The poor thing. He’d meant to get her out of the way, not torture her.
He should suck it up and tell her the truth. She was already mad at him. He would just have to make sure there were no knives or heavy, throwable objects within her reach when he told her he was going to refuse the inheritance.
Chapter Eight
“Carry me to the bathroom,” Sydney said the moment Russ brought her inside the cabin. “I’m taking a shower and no one is stopping me.”
“You really should elevate that foot.”
“I’m taking a shower,” she said through gritted teeth. “I cannot stand being dirty one more instant.”

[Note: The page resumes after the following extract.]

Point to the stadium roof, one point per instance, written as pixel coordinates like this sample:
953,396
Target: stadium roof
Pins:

The shower was actually a primitive tub conversion with a circular shower rod and a basic white plastic curtain. A tiny window let in just enough light to enable her to find the faucet. She reached inside the curtain and turned on the hot-water spigot. Nothing happened.
Russ hovered behind her, ready to catch her if she fell. “I’m afraid there’s no hot water, only cold,” Russ informed her.
“The nightmare continues.” Sydney closed her eyes, then opened them, hoping to change reality. Still no hot water. She closed that faucet and turned on the cold, which rewarded her with a gush of rusty water that gradually turned clear. It wasn’t just cold, it was icy.
She didn’t care. She turned on the shower, then started un-buttoning her blouse. “Unless you want to see me naked, I suggest you leave.”
He appeared to seriously consider the choice, which only made her madder. He’d blown any chances of seeing her naked when he’d tricked her into coming out to this nightmare of a cabin.